Influenza A (H7N9) influenza virus subtype New Influenza A (H7N9) producer of serious infections in people in China, with possible pandemic potential
There have been cases of infection with influenza virus H7 subtypes (H7N2, H7N3, H7N7), which have affected people with cases or outbreaks described in Holland, Italy, Canada, USA, Mexico, and the United Kingdom, most often related to outbreaks affecting poultry. In people they have caused conjunctivitis, or mild upper respiratory infections, except the death of a veterinarian in the Netherlands.
Recently, in February 2013, began to describe cases in China, a new subtype of influenza A virus (H7N9), unlike what happened with other subtypes of Influenza A H7 virus is causing a progressive increase in the number of cases and also with a higher gravity has reached an average lethality of 19% so far. However, unlike what happened with influenza A (H5N1) virus is considered a low pathogenic bird (LPAI: Low Pathogenicity Avian Influenza), hindering the detection of infected birds. For this reason, we must be prepared for immediate urgent diagnosis so they can take appropriate preventive measures.
The first case of HIV infection was detected in mainland China in March 2013, related to two deaths (one male of 87 years who developed symptoms on 19/02/13, 13/03/04 and died, and a man of 27 who fell ill and died on 13/2/27 3/13/10, both in Shanghai).

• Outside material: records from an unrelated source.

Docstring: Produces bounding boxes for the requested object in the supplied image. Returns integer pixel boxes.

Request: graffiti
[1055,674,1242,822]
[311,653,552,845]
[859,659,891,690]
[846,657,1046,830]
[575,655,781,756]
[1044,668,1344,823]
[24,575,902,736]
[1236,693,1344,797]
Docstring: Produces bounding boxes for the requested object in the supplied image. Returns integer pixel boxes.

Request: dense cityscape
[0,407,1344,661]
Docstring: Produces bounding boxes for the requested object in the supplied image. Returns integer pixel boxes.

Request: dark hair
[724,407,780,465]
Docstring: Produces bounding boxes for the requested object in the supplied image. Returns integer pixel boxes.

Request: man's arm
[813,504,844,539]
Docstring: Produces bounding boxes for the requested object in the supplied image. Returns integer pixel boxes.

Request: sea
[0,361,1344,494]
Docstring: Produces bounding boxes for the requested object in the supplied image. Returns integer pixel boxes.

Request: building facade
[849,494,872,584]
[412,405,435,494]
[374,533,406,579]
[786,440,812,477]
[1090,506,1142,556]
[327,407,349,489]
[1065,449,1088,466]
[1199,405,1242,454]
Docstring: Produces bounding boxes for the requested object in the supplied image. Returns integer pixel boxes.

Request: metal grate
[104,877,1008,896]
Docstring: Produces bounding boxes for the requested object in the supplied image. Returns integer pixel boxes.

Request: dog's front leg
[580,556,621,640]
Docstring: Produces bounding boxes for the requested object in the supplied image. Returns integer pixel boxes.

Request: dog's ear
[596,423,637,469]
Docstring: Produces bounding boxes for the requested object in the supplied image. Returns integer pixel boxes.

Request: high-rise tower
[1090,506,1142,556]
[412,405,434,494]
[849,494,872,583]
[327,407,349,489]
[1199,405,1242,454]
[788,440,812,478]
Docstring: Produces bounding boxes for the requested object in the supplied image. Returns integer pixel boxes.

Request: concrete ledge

From then until early May 2013, 132 have been detected casios, and the death toll was 29 (19% lethality). Cases detected so far, there have been only in China, most unrelated them, most with severe symptoms, and some have died .. Only two family clusters have occurred, no other cases of human transmission have been demonstrated, or in health personnel.
The source of infection is unknown, and does not appear to be related to animal outbreaks or clear exposure to them, although in some cases had epidemiological history of contact with animals, mostly chickens, have been detected infection in animal markets alive, and even a decrease in cases at the close of markets where live animals have been cases. It is currently investigating the possible transmission between animals and people, and person to person.
Clinically, the most important is that those affected have severe pneumonia with fever, cough, difficulty breathing , which required intensive care and mechanical ventilation.
Currently it is not known with certainty:
- The source of human infection.
- Seroprevalence Influenza A (H7N9) in humans and animals.
- The possibility of human transmission, but found two family groupings.
- The range of signs and symptoms of presentation.
- The existence of asymptomatic infection.
How is this new subtype of influenza virus A (H7N9)?
The most characteristic and distinctive, this new subtype of Influenza A (H7N9) virus, which has been shown corresponding to a genetic recombination of several viruses Influenza A H7.
As is known, all Influenza viruses have eight genes which can recombine between two viruses, when these coincide infecting the same cell. These genes are PB2, PB1, PA, HA, NP, NA, M and NS.
Of these genes, the H7 gene is similar to a virus Influenza A (H7N3), wild ducks circulating in migratory routes of East Asia (type strain A / duck / Zhejiang / 12/2011).
The N9 gene is similar to an Influenza A (H7N9) virus, found in wild bird migratory routes in East Asia and Mediterranean (type strain: A / wild bird / Korea / A14 / 2011).
The PB2 gene, PB1, NA, NP and M, come from an Influenza A (H9N2) virus found in finches ( "brambling") (Type strain: A / brambling / Beijing / 16/2012).
The virus found in humans, recombinant genes contain an unknown host, and would have led to the human strain A / Anhui / 1/2013.
The same preventive measures that have been recommended for other severe respiratory infections caused by viruses (bird flu H5N1, pandemic influenza H1pdm09 virus, SARS, or new coronavirus EMC / 2012, avoiding contact with live animals, and perform washing recommended frequent hand, and intake of meat and poultry products cooked. So far, no government, no ña WHO has recommended restricting travel to China. No vaccines are available, although WHO has recommended investigating the selection of a suitable strain for the preparation of a vaccine if necessary. As treatment the use of neuraminidase inhibitors (oseltamivir or zanamivir) is recommended.
OM .S. He recommended to have the capacity and necessary preparations to detect infections by influenza A virus by a molecular process RT-PCR using primers ( "primers") to amplify a conserved gene (p. eg. Matrix), and other molecular tests to identify H1, H1pdm09, H3 and H5 subtypes. Currently it is incorporated subtyping of H7.
Likewise, the WHO recommends that full diagnosis on the same day can be done through a system of detection and confirmation.
Preservation and shipment of sample:
- Refrigerated (preferred) for less than 2 days.
- Frozen more than 48 hours.
Shipment to the laboratory:
- RT-PCR: 24 hours.
- Molecular identification: 72 to 96 hours.